TinyVM
An MVP stack-based bytecode VM
This VM runs a simplistic, Turing complete instruction set.
In ~250 LOC with extensive comments, it's meant to be simple to understand and easily reproducible in languages other than Rust.
It also includes a rudimentary compiler which can execute programs in the test_files folder.
Instructions
| Instruction | Description |
|---|---|
| Push (isize) | Pushes the argument to the top of the stack |
| Pop | Removes the value on top of the stack |
| Add | Pops the top two values and pushes their sum |
| Sub | Pops the top two values and pushes their difference |
| Mul | Pops the top two values and pushes their product |
| Div | Pops the top two values and pushes their quotient |
| Jump (label) | Sets the instruction pointer to the label |
| JNE (label) | Jumps if the top of the stack is not zero |
| JE (label) | Jumps if the top of the stack is zero |
| JGT (label) | Jumps if the top of the stack is greater than zero |
| JLT (label) | Jumps if the top of the stack is less than zero |
| JGE (label) | Jumps if the top of the stack is greater than or equal to zero |
| JLE (label) | Jumps if the top of the stack is less than or equal to zero |
| Call (procedure) | Calls a procedure, setting the stack offset to the current s stack length |
| Get (usize) | Gets index of the stack and copies it to the top |
| Set (usize) | Copies value at the top of the stack to the index |
| GetArg (usize) | Gets nth argument from top of callstack stack offset, used for procedures |
| SetArg (usize) | Sets nth argument from top of callstack stack offset, used for procedures |
| Noop | Doesn't do anything, used by comments to keep instruction pointers correspondent to lines |
| Prints value at the top of the stack as an integer | |
| PrintC | Prints value at the top of the stack as an ASCII character |
| PrintStack | Prints the whole stack, used mostly for debugging |
You can also set a label with the line label $name, and you can declare a procedure by using Proc $name, Ret, and End.

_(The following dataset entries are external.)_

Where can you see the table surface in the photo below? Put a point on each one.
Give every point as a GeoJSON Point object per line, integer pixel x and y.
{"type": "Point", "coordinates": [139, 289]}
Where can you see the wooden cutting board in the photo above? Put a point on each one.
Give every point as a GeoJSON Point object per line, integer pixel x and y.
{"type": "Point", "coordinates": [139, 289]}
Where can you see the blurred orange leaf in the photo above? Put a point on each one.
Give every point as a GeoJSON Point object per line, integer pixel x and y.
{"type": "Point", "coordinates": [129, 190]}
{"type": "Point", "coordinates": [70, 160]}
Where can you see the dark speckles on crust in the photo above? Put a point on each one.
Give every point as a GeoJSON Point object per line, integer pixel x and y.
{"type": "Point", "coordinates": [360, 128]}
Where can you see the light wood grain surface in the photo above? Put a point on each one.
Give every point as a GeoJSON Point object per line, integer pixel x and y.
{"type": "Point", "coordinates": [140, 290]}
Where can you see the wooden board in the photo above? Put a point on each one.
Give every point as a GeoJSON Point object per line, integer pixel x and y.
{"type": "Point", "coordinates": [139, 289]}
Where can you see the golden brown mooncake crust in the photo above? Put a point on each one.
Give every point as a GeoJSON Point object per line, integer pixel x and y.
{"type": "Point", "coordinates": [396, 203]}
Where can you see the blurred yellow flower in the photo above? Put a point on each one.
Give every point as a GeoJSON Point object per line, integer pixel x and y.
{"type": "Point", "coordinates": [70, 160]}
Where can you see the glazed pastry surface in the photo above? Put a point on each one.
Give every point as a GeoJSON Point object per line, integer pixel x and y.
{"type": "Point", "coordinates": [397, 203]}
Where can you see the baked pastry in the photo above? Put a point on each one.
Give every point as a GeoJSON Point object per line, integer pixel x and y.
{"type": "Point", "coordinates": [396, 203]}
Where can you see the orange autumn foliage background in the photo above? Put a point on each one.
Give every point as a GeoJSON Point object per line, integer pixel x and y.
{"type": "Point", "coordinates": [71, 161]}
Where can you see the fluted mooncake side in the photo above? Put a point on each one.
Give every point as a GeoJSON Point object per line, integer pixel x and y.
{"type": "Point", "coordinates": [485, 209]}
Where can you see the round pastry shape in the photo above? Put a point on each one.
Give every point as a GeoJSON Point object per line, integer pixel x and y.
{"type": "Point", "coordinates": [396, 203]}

See test_files/procedure.bytecode or test_files/fib_recurse.bytecode for more details.
Examples
In test_files/:
hello_world.bytecode prints "Hello World"
sum.bytecode prints the sum of all integers from 0 to 100
fib.bytecode prints the first 40 fibonacci numbers
fib_recurse.bytecode recursively calculates 35th fibonacci number
Sum
Push 0
Push 0
label loop
-- [accumulator, index]
Get 0
Get 1
-- [accumulator, index, accumulator, index]
Add
-- [accumulator, index, accumulator + index]
Set 0
Pop
-- [accumulator + index, index]
-- [accumulator, index]
Incr
-- [accumulator, index + 1]
-- [accumulator, index]
Get 1
Push 100
Sub
-- [accumulator, index, index - 100]
JNE loop
Pop
Get 0
Print
Push 10
PrintC
> cargo run --release sum.bytecode
4950
>